GEC1 Did Not Affect U50,488H-induced Desensitization or Internalization of the hKOR—Following incubation of cells with 1 µM U50,488H for 1 h, the E_max of U50,488H in promoting [³⁵S]GTPS binding was reduced with no change in the EC₅₀, indicating that the hKOR is desensitized, similar to what we observed previously (28, 33). Expression of HA-GEC1 and HA-GEC1-(38–117) in CHO-sF-hKOR cells did not affect U50,488H-induced desensitization (data not shown). In addition, pretreatment with 1 µM U50,488H for 30 min caused internalization of 30% of FLAG-hKOR, similar to our previous reports (34). U50,488H promoted similar degree of FLAG-hKOR internalization in CHO-sFLAG-hKOR cells transfected with the vector and HA-GEC1.

GEC1 Reduced U50,488H-induced Down-regulation of the hKOR—Incubation of CHO-sFLAG-hKOR cells with U50,488H for 4 h resulted in 25% reduction in 55-kDa band, similar to what we observed previously by receptor binding (33) and by immunoblotting (31). GEC1 expression reduced the degree of U50,488H-induced down-regulation of FLAG-hKOR to 18% (Fig. 5).

GEC1 Was Localized in the Endoplasmic Reticulum and the Golgi Apparatus—Immunohistochemical staining of CHO-sFLAG-hKOR cells transfected with HA-GEC1 showed that HA-GEC1 located close to the nucleus with a punctate pattern (Fig. 6, middle panel, either green or red). GEC1 was co-localized with the 58-kDa Golgi protein, a marker for the Golgi apparatus, as shown by the yellowish color in the merged image (Fig. 6, upper right). In addition, when cells were double labeled with monoclonal anti-HA antibody and antibody against calreticulin, an ER marker, a yellowish color resulted after the images were merged (Fig. 6, lower right), indicating that ER contains GEC1.

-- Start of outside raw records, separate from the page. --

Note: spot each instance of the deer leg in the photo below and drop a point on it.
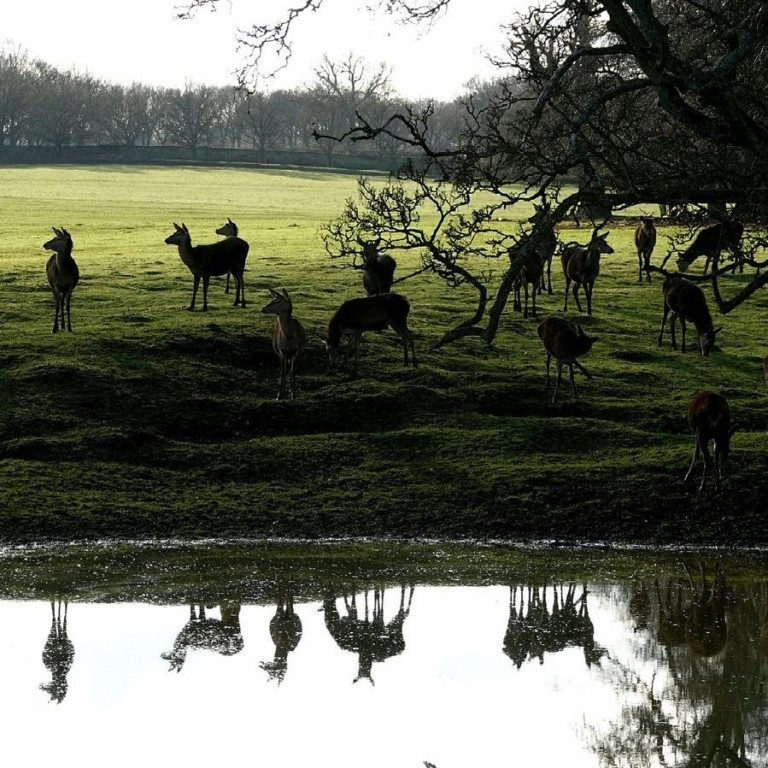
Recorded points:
(191, 307)
(693, 460)
(206, 280)
(663, 323)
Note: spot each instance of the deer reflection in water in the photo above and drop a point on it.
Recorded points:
(200, 632)
(58, 653)
(285, 629)
(370, 637)
(534, 629)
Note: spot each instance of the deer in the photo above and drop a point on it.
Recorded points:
(565, 341)
(542, 218)
(206, 260)
(645, 242)
(370, 313)
(229, 230)
(685, 300)
(288, 339)
(710, 242)
(378, 268)
(710, 419)
(581, 266)
(63, 276)
(531, 273)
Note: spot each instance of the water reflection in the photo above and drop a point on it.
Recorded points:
(597, 662)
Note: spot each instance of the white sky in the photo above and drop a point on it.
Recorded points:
(141, 41)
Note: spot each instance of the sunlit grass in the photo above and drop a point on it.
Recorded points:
(150, 420)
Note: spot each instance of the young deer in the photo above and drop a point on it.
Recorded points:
(581, 266)
(63, 275)
(288, 339)
(370, 313)
(645, 242)
(710, 419)
(531, 273)
(565, 341)
(229, 230)
(378, 268)
(710, 242)
(542, 219)
(685, 300)
(206, 260)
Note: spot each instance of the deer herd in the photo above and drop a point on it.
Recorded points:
(563, 339)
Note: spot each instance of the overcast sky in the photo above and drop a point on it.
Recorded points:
(142, 41)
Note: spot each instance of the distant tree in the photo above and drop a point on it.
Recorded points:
(16, 90)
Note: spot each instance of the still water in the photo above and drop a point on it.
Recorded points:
(396, 656)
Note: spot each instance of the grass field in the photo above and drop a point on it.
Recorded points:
(151, 421)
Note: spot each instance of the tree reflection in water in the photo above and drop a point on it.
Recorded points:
(701, 702)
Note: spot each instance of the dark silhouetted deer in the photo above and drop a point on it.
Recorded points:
(288, 339)
(685, 301)
(710, 419)
(206, 260)
(710, 242)
(63, 276)
(565, 341)
(285, 629)
(370, 313)
(229, 230)
(581, 266)
(645, 242)
(200, 632)
(58, 654)
(530, 274)
(378, 268)
(543, 222)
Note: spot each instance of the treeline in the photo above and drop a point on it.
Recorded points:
(51, 115)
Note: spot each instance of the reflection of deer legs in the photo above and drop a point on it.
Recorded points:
(58, 653)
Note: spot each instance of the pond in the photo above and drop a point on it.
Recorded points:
(382, 655)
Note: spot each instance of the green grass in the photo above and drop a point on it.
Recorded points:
(151, 421)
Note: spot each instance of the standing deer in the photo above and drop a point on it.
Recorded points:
(370, 313)
(206, 260)
(710, 419)
(288, 339)
(581, 266)
(542, 220)
(710, 242)
(565, 341)
(685, 300)
(63, 275)
(229, 230)
(378, 268)
(645, 242)
(531, 273)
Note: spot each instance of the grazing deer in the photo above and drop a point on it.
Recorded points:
(565, 341)
(288, 339)
(531, 273)
(645, 242)
(710, 419)
(685, 300)
(229, 230)
(63, 275)
(58, 654)
(370, 313)
(378, 268)
(542, 220)
(710, 242)
(206, 260)
(581, 266)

GEC1 Enhanced Expression of Fully Glycosylated Forms of the hKOR—SDS-PAGE followed by immunoblotting with anti-FLAG antibody revealed that FLAG-hKOR expressed in CHO cells migrated as two bands of M_r 55 and 45 kDa molecular mass (Fig. 7A). Treatment with Endo H cleaved the 45-kDa band to 39 kDa (Fig. 7A). Endo H selectively cleaves unprocessed high mannose type oligosaccharides from glycoproteins, but does not remove complex type fully processed glycans. Thus, these results indicate that the 45-kDa band represents ER and/or cis-Golgi glycosylated intermediates, and the 39-kDa band is the core polypeptide. In contrast, the 55-kDa band was not altered by Endo H treatment (Fig. 7A), demonstrating that the 55-kDa band represents the fully glycosylated form of the hKOR, which is located mostly in plasma membranes with some in the Golgi.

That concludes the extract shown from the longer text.